I don't think it's nearly as valuable to people who do enjoy writing code, because I don't think prompting an agent (at least in their current state) is actually more productive than just writing the code. So I don't see any reason to mourn on either side.
Because a junior developer doesn't stay a junior developer forever. The value of junior developers has never been the code they write. In fact, in my experience they're initially a net negative, as more senior developers take time to help them learn. But it's an investment, because they will grow into more senior developers.
The question really is what you think the long term direction of SWE as a profession is. If we need juniors later and senior's become expensive that's a nice problem to have mostly and can be fixed via training and knowledge transfer. Conversely people being hired and trained, especially when young into a sinking industry isn't doing anyone any favors.
While I think both sides have an argument on the eventual SWE career viability there is a problem. The downsides of hiring now (costs, uncertainity of work velocity, dry backlogs, etc) are certain; the risk of paying more later is not guaranteed and maybe not as big of an issue. Also training juniors doesn't always benefit the person paying.
* If you think long term that we will need seniors again (industry stays same size or starts growing again) given the usual high ROI on software most can afford to defer that decision till later. Goes back to pre-AI calculus and SWE's were expensive then and people still payed for them.
* If you think that the industry shrinks then its better to hold off so you get more out of your current staff, and you don't "hire to fire". Hopefully the industry on average shrinks in proportion to natural retirement of staff - I've seen this happen for example in local manufacturing where the plant lives but slowly winds down over time and as people retire they aren't replaced.
> The question really is what you think the long term direction of SWE as a profession is. If we need juniors later and senior's become expensive that's a nice problem to have mostly and can be fixed via training and knowledge transfer. Conversely people being hired and trained, especially when young into a sinking industry isn't doing anyone any favors.
Yes exactly!
What will SWE look like in 1 year? 5 years? 10?
Hiring juniors implies you're building something that's going to last long enough that the cost of training them will pay off. And hiring now implies that there's some useful knowledge/skill you can impart upon them to prepare them.

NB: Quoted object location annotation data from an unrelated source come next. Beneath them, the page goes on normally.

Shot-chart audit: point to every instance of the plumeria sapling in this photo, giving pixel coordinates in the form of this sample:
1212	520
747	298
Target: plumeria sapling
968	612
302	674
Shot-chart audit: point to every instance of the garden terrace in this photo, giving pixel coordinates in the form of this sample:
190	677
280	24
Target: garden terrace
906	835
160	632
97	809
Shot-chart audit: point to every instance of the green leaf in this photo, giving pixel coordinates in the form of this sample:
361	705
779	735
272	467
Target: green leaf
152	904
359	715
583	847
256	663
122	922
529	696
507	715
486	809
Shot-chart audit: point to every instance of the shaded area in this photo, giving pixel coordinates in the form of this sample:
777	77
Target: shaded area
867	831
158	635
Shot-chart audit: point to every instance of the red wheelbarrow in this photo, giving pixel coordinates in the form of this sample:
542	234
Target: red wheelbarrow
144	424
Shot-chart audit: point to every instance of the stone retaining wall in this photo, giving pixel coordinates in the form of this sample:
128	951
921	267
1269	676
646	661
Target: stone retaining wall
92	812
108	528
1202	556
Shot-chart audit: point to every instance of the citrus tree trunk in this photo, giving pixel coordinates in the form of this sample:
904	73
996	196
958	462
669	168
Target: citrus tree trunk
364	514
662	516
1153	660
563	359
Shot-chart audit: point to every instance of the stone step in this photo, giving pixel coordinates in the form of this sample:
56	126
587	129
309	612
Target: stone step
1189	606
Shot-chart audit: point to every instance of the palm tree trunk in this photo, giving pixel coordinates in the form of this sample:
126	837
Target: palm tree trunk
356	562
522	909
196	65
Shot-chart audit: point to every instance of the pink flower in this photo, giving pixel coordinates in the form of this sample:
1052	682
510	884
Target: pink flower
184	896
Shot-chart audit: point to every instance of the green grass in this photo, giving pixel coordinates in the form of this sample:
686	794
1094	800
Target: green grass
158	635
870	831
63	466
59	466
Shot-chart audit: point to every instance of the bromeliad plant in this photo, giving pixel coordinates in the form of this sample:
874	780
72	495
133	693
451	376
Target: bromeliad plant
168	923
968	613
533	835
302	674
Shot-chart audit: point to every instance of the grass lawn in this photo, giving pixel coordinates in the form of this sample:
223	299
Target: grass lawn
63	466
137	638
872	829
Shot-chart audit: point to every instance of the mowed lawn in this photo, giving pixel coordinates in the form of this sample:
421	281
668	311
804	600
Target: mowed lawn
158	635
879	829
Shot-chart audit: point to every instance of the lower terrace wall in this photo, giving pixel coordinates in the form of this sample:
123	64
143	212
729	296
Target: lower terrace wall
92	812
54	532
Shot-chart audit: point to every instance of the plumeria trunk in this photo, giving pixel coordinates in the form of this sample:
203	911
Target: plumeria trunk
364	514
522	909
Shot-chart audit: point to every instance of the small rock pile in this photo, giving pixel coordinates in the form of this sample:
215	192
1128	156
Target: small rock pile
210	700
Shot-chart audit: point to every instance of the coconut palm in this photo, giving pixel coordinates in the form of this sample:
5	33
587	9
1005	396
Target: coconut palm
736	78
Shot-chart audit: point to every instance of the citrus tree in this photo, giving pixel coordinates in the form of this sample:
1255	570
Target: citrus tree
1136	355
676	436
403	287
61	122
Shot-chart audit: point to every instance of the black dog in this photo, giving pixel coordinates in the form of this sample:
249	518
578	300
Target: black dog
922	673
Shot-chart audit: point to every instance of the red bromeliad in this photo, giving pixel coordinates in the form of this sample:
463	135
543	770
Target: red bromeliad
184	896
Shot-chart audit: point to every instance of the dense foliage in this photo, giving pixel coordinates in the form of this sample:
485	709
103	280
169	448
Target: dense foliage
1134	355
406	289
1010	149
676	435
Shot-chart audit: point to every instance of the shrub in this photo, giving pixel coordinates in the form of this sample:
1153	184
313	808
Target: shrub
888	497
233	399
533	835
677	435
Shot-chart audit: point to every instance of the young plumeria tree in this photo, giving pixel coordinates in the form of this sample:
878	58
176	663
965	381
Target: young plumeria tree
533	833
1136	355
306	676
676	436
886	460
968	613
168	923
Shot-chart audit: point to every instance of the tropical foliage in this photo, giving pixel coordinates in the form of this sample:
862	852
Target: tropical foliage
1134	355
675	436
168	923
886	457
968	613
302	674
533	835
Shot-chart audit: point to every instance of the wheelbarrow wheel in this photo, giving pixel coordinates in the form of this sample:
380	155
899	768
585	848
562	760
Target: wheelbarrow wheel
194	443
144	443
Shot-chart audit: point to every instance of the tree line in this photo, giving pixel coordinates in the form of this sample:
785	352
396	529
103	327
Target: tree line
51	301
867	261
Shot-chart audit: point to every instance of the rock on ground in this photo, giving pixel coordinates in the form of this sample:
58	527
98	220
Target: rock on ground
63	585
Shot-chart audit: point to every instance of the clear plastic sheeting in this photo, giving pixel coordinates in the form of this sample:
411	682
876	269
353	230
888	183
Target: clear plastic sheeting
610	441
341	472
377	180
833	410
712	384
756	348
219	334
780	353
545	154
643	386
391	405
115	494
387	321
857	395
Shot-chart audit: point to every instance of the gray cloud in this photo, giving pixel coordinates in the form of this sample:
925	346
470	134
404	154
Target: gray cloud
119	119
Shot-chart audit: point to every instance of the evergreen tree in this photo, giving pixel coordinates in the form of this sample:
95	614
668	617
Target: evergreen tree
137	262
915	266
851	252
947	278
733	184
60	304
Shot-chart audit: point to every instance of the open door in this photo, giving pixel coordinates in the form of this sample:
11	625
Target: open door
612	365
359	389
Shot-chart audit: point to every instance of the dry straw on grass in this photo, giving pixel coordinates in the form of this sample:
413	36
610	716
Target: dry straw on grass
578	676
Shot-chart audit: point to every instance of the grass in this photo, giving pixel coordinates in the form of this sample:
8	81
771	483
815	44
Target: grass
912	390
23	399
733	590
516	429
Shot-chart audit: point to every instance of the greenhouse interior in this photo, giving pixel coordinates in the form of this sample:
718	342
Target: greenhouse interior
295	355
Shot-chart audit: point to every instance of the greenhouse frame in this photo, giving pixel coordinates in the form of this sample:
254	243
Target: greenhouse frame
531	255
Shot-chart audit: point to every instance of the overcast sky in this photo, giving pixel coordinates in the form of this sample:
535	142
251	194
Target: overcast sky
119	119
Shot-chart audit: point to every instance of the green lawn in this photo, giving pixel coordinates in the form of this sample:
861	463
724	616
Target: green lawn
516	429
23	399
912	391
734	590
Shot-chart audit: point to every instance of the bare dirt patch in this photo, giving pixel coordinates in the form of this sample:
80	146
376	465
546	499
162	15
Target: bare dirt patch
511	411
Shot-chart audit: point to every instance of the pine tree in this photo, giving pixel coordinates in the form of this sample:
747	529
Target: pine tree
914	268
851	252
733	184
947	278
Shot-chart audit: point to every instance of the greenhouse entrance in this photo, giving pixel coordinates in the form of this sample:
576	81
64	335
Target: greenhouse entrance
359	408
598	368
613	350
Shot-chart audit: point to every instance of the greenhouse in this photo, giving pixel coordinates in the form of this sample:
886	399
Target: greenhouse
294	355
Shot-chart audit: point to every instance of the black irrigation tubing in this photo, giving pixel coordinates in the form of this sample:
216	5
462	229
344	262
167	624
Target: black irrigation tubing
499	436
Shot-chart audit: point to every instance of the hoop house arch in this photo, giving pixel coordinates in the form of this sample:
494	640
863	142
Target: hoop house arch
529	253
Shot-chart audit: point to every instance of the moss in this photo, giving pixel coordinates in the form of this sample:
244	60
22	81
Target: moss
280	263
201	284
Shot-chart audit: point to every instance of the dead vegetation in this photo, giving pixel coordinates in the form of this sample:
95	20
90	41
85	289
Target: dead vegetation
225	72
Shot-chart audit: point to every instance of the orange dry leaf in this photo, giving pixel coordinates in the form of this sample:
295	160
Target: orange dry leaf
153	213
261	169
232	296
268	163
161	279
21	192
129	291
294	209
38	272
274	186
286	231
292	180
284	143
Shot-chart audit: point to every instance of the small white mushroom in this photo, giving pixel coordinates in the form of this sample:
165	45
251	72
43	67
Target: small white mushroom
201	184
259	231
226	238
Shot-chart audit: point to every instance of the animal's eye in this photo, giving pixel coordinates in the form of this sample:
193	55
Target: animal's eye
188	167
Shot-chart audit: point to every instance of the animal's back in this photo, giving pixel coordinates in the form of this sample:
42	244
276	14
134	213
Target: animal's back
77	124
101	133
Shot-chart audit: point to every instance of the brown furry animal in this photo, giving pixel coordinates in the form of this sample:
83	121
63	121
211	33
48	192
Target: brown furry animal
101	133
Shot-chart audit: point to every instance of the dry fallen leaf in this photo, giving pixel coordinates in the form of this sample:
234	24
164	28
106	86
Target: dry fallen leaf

I think two things are true: there will be way fewer developer type jobs, full stop. And I also think whatever "developers" are / do day to day will be completely alien from what we do now.
If I "zoom out" and put my capitalist had on, this is the time to stop hiring and figure out who you already have who is capable of adapting. People who don't adapt will not have a role.
> If you think that the industry shrinks then its better to hold off so you get more out of your current staff, and you don't "hire to fire". Hopefully the industry on average shrinks in proportion to natural retirement of staff - I've seen this happen for example in local manufacturing where the plant lives but slowly winds down over time and as people retire they aren't replaced.
You can look even closer than that - look at some legacy techs like mainframe / COBOL / etc. Stuff that basically wound down but lasted long enough to keep seniors gainfully employed as they turned off the lights on the way out.